In 2003, Israel and Russia made an agreement to supply Asian markets with Russian oil delivered by tankers from Novorossiysk to Ashkelon and then reloaded onto tankers in Eilat for shipment to Asia. The oil would therefore flow in the opposite direction to that intended originally. This route from Europe to Asia is shorter than the traditional one around Africa and cheaper than the one via the Suez Canal.

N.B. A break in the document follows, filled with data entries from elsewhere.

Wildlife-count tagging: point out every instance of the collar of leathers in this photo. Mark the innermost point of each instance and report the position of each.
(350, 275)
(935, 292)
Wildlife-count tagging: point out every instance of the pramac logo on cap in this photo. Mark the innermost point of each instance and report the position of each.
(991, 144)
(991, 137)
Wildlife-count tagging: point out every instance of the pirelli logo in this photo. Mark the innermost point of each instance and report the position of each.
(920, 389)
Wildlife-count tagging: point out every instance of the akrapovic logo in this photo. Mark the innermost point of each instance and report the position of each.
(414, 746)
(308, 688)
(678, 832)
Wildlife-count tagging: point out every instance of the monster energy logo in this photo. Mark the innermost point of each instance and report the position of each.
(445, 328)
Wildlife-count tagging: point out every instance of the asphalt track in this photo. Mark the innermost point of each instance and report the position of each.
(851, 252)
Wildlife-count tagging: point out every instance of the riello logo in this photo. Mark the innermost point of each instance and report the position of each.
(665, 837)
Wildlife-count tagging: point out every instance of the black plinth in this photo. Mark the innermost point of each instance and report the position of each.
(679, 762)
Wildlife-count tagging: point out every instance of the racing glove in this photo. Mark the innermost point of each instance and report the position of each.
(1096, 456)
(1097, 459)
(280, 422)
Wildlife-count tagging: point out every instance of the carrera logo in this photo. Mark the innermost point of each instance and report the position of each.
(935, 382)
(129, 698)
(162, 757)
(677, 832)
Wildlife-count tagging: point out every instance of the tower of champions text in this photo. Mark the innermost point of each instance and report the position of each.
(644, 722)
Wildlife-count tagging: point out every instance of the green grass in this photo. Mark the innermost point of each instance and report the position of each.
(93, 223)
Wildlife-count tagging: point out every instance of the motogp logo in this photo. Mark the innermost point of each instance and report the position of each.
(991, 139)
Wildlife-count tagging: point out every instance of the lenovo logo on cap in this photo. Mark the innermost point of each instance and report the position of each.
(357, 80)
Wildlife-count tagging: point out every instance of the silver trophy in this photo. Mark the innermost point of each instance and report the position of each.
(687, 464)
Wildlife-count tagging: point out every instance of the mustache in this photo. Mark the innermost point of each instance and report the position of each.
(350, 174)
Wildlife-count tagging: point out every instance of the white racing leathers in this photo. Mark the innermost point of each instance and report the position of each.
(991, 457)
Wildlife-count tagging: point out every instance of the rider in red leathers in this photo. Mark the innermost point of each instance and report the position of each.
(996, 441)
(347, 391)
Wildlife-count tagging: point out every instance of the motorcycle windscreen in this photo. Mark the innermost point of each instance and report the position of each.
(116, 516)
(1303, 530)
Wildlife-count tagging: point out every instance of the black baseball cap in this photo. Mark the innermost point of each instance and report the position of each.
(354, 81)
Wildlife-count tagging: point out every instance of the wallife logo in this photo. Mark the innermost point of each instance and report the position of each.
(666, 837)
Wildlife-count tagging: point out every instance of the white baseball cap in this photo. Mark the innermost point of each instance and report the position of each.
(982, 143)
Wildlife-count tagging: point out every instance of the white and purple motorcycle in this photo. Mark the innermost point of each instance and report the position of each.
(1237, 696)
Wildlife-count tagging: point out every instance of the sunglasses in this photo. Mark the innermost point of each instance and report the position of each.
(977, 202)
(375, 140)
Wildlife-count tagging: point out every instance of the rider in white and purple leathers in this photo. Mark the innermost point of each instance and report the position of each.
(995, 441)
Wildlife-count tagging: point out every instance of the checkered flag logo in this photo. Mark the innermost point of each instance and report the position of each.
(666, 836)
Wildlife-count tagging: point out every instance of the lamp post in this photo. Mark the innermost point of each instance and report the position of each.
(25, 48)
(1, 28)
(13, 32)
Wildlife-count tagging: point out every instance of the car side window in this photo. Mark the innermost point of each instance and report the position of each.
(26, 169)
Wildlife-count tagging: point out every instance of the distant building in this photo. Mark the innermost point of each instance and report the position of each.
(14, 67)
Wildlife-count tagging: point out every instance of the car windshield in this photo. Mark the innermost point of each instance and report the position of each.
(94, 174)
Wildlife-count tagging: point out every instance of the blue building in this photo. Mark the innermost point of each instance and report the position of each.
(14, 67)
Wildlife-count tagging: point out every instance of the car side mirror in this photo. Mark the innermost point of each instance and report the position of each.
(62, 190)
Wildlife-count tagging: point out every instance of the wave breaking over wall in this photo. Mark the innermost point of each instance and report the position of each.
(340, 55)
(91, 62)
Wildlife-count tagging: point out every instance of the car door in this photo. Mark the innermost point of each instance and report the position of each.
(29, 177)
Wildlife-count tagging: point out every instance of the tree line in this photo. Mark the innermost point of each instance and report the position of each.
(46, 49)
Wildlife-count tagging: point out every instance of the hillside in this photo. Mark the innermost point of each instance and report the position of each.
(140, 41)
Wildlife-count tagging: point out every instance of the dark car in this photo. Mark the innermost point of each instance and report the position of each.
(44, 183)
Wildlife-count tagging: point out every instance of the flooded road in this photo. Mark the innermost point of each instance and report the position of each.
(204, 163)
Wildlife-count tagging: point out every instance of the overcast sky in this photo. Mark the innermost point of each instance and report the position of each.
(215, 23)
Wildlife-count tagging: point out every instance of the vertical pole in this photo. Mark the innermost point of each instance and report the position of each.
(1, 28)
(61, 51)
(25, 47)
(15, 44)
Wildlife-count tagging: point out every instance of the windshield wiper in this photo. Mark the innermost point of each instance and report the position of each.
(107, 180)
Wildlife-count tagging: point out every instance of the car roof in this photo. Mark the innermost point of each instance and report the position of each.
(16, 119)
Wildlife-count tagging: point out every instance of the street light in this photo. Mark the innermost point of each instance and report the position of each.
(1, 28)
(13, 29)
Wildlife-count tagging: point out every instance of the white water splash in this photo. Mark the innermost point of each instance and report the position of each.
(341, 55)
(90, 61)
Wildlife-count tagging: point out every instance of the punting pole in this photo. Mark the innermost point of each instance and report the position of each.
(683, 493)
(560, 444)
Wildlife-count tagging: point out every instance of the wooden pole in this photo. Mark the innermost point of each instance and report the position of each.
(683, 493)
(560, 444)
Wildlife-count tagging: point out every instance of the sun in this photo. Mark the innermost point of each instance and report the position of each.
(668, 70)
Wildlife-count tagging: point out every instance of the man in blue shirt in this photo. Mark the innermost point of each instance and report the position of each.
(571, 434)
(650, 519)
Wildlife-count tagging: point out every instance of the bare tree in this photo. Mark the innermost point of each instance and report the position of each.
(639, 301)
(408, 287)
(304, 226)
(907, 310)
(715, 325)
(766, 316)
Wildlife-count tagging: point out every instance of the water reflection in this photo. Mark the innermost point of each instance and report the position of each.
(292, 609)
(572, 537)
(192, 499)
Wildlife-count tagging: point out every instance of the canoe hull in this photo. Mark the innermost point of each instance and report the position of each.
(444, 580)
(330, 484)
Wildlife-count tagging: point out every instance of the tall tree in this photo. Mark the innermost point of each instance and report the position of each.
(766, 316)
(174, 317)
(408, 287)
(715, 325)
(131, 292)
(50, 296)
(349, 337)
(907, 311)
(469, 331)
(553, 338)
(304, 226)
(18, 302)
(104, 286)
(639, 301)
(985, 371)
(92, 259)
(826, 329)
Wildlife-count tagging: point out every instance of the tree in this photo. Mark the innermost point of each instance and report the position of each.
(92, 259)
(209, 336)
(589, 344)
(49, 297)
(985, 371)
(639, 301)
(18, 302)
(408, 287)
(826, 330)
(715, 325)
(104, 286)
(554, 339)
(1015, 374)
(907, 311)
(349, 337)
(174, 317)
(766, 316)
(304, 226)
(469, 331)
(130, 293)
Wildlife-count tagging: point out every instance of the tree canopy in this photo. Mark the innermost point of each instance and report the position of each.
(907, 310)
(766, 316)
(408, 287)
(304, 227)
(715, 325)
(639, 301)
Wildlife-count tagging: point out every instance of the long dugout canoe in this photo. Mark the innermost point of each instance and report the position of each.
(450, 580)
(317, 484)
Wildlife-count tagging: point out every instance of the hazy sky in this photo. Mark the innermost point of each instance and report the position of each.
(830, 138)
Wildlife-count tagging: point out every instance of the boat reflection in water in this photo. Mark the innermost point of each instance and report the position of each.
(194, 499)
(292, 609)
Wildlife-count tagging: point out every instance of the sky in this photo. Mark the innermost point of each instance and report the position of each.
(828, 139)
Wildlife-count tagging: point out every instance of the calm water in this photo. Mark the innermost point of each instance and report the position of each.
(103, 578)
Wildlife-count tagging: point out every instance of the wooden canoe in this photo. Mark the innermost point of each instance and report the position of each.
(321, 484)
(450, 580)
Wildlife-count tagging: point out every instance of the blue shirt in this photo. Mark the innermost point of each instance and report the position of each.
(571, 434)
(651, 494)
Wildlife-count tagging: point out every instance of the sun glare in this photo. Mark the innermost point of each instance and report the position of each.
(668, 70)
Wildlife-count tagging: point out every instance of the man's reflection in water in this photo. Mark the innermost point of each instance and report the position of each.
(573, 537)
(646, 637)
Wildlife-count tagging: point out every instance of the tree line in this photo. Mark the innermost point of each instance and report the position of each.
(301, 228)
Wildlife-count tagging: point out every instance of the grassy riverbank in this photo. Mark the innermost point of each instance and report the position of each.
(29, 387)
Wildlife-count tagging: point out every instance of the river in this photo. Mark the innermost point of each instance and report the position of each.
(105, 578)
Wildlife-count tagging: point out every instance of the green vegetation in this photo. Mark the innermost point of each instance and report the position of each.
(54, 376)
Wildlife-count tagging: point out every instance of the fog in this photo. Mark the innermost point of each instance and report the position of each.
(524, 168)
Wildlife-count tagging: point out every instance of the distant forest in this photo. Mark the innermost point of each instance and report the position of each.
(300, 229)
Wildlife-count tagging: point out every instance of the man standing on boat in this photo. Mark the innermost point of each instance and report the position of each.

In December 2014, a breach near the southern end of the pipeline led to a massive oil spill into the Evrona Nature Reserve.

In September 2020, a preliminary agreement was reached to transport Emirati oil from the Red Sea to the Mediterranean through the pipeline.

In May 2021, a storage tank in the Ashkelon depot of the pipeline was damaged by a rocket fired from Gaza in the 2021 Israel–Palestine crisis.

===Legal claim by Iran===
Following the seizure of the pipeline in 1979, Iran pursued a claim for compensation against Israel. On 27 June 2016, the Swiss Federal Tribunal decided the case in Iran's favor with an award of $1.1 billion plus interest.